[Python-Dev] RFC: PEP 460: Add bytes % args and bytes.format(args) to Python 3.5

Sat Jan 11 19:49:25 CET 2014

On Sat, Jan 11, 2014 at 04:15:35PM +0100, M.-A. Lemburg wrote:

> I think we need to step back a little from the purist view
> of things and give more emphasis on the "practicality beats
> purity" Zen.
> 
> I complete agree with Stephen, that bytes are in fact often
> an encoding of text. If that text is ASCII compatible, I don't
> see any reason why we should not continue to expose the C lib
> standard string APIs available for text manipulations on bytes.

Later in your post, you talk about the masses of broken encodings found 
everywhere (not just in your spam folder). How do the C lib standard 
string APIs help programmers to avoid broken encodings?

> We don't have to be pedantic about the bytes/text separation.
> It doesn't help in real life.

On the contrary, it helps a lot. To the extent that people keep that 
clean bytes/text separation, it helps avoid bugs. It prevents problems 
like this Python 2 nonsense:

s = "Straße"
assert len(s) == 6  # fails
assert s[5] == 'e'  # fails

Most problematic, printing s may (depending on your terminal settings) 
actually look like "Straße".

Not only is having a clean bytes/text separation the pedantic thing to 
do, it's also the right thing to do nearly always (not withstanding a 
few exceptions, allegedly).

> If you give programmers the choice they will - most of the time -
> do the right thing. 

Unicode has been available in Python since version 2.2, more than a 
decade ago. And yet here we are, five point releases later (2.7), and 
the majority of text processing code is still using bytes. I'm not just 
pointing the finger at others. My 2.x only code almost always uses byte 
strings for text processing, and not always because it was old code I 
wrote before I knew better. The coders I work with do the same, only you 
can remove the word "almost". The code I see posted on comp.lang.python 
and Reddit and the tutor mailing list invariably uses byte strings. The 
beginners on the tutor list at least have an excuse that they are 
beginners.

A quarter of a century after Unicode was first published, nearly 
28 years since IBM first introduced the concept of "code pages" 
to PC users, and we still have programmers writing ASCII only 
string-handling code that, if it works with extended character sets, 
only works by accident. The majority of programmer still have *no idea* 
of even the most basic parts of Unicode. They've had the the right tools 
for a decade, and ignored them.

Python 3 forces the issue, and my code is better for it.
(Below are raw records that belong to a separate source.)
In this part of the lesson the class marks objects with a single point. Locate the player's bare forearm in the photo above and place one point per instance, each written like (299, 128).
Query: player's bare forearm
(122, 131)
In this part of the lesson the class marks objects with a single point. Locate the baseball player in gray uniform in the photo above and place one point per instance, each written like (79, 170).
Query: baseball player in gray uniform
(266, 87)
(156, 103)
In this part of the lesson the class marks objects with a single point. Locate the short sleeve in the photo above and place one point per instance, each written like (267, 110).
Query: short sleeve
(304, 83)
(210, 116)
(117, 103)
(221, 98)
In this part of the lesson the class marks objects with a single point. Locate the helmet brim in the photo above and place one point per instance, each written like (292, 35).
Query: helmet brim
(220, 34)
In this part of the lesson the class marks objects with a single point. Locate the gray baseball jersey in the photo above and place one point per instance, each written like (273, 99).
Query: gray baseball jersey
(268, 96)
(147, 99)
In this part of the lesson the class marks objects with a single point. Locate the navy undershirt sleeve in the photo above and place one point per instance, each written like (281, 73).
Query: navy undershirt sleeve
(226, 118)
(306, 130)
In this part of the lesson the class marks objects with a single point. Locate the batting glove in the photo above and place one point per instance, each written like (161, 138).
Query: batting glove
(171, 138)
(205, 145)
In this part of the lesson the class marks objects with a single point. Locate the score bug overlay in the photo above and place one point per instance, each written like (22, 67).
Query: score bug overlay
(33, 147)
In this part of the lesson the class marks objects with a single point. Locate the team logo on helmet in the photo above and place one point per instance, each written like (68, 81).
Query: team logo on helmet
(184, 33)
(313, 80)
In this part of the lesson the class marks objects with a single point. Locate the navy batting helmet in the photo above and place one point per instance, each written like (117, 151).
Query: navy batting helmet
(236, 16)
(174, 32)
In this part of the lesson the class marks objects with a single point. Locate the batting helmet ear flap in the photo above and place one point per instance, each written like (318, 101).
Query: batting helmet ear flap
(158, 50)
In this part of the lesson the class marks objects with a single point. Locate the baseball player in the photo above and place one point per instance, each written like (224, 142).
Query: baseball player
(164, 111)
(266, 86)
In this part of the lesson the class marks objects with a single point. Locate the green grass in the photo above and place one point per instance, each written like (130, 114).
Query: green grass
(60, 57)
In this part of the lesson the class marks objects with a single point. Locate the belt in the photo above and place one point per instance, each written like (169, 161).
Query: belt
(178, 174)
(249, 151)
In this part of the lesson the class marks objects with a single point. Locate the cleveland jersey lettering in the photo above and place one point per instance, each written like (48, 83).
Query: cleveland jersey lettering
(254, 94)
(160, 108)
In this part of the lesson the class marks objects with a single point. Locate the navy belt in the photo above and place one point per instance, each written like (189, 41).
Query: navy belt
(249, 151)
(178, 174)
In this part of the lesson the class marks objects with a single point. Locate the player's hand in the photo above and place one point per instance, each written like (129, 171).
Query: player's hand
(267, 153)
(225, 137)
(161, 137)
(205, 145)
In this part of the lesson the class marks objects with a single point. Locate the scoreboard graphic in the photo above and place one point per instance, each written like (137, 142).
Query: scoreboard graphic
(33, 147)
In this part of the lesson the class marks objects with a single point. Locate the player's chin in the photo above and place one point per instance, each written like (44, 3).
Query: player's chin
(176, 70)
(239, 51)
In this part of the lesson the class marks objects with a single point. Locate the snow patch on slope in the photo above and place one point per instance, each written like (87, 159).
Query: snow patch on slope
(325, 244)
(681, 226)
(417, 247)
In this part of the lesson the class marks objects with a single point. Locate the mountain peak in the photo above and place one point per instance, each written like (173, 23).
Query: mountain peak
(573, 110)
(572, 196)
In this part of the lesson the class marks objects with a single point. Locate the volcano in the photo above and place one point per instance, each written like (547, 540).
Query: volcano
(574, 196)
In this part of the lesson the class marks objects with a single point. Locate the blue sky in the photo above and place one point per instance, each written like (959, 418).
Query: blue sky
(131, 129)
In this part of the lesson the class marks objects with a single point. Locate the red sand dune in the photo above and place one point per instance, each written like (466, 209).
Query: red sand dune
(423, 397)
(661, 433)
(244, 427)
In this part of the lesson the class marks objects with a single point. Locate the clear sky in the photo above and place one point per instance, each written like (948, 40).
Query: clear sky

> bytes already have most of the 8-bit string methods from Python 2,
> so it doesn't hurt adding some more of the missing features
> from Python 2 on top to make life easier for people dealing
> with multiple/unknown encoding data.

I personally think it was a mistake to keep text operations like upper() 
and lower() on bytes. I think it will compound the mistake to add even 
more text operations.

-- 
Steven